After making an all-time high of 159.12 cents just before Christmas, the March contract fell for a few sessions thereafter but has since transitioned into a sideways pattern, closing the last 9 sessions in a relatively tight range between 140.43 and 145.76 cents.

With the spot month calming down, the extreme backwardation has started to reverse as well, as the March/July inversion retreated from over 3300 points to currently around 1300 points, while the March/December inversion went from over 6200 points to a little more than 4000 points. In fact, while March has been going through a steep correction, December closed at a new contract high of 100.97 cents.

Bearish commentators have been pointing out that export business has slowed considerably in recent weeks. While this is definitely the case, the bullish camp is quick to counter that this is mainly due to a lack of available supplies and that sellers are in no hurry to discount prices on their remaining inventory.

We believe that both sides raise valid points and that's probably why the market has been relatively steady over the past two weeks. While most consuming markets are currently well supplied with cotton, as they are able to draw from their own crops as well as imports, it doesn't change the fact that from a statistical point of view we are in one of the tightest seasons ever and that many origins have already committed the bulk of their crops.
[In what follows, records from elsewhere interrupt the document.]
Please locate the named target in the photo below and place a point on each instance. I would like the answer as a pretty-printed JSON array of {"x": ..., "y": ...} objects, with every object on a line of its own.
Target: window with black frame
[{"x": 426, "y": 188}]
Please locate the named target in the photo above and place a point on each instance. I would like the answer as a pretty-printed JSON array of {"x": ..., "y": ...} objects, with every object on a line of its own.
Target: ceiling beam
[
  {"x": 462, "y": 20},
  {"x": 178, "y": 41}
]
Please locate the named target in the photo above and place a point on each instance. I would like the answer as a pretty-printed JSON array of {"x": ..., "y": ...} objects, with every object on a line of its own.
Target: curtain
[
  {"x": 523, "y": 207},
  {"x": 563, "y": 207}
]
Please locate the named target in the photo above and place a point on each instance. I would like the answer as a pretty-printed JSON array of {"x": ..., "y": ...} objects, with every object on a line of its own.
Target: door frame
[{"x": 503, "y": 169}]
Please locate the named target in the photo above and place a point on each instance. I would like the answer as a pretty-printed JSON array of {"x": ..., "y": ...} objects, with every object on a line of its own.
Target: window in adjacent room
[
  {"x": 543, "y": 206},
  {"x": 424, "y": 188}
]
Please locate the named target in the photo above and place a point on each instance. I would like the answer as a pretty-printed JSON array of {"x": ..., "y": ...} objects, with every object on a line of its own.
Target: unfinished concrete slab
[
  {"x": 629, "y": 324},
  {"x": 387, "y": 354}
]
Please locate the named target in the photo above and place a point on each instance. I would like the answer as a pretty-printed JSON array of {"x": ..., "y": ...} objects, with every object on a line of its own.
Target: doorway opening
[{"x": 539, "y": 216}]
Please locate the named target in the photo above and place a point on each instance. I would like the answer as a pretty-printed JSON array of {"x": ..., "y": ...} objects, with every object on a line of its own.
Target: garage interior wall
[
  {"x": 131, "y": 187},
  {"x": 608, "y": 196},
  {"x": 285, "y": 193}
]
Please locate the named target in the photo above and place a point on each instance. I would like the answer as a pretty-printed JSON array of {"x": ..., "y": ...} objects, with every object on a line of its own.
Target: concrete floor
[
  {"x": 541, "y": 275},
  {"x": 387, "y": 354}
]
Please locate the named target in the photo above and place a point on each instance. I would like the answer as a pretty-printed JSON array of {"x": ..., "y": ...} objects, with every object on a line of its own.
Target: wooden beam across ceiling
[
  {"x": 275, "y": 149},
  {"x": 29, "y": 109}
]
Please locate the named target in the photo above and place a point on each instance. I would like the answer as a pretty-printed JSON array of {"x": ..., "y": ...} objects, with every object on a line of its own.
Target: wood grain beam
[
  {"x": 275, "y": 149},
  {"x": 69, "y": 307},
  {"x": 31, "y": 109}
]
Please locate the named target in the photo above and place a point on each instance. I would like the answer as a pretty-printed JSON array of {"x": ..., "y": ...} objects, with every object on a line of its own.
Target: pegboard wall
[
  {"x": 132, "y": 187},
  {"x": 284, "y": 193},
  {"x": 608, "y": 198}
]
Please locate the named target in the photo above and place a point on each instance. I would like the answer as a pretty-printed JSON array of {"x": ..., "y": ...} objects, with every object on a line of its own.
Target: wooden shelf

Take the US for example! At the end of December, export commitments for the current marketing year amounted to 14.5 million statistical bales, which combined with the 3.6 million bales that US domestic mills require adds up to 18.1 million bales. In other words, the 2010/11 US crop - currently estimated at 18.27 million bales by the USDA - has basically been committed!

This means that statistically speaking, any additional sales will have to come out of the relatively small beginning stock of 2.95 million bales. Since there are already 2.0 million bales committed for next marketing year (beginning on August 1) and domestic mills will need around 1.0 million bales between August and October to tie them over to new crop, the US is for all practical purposes sold out.

Although mill buying is currently very sporadic and selective, offers nonetheless remain at elevated levels and there have been no noticeable price concessions on recent sales. The A-index was still at over 173 cents this morning, while the China Cotton Index converted to 188 cents. In other words, these two physical price measures are still at a considerable premium over NY futures.

Until about six months ago, the A-index traded at a 5 to 8 cents premium over spot futures, while it is currently at a 30 cents premium, reflecting the tight situation in the physical market. Therefore, unless we see a significant drop in cash prices, it will be difficult to envision a much lower NY futures market.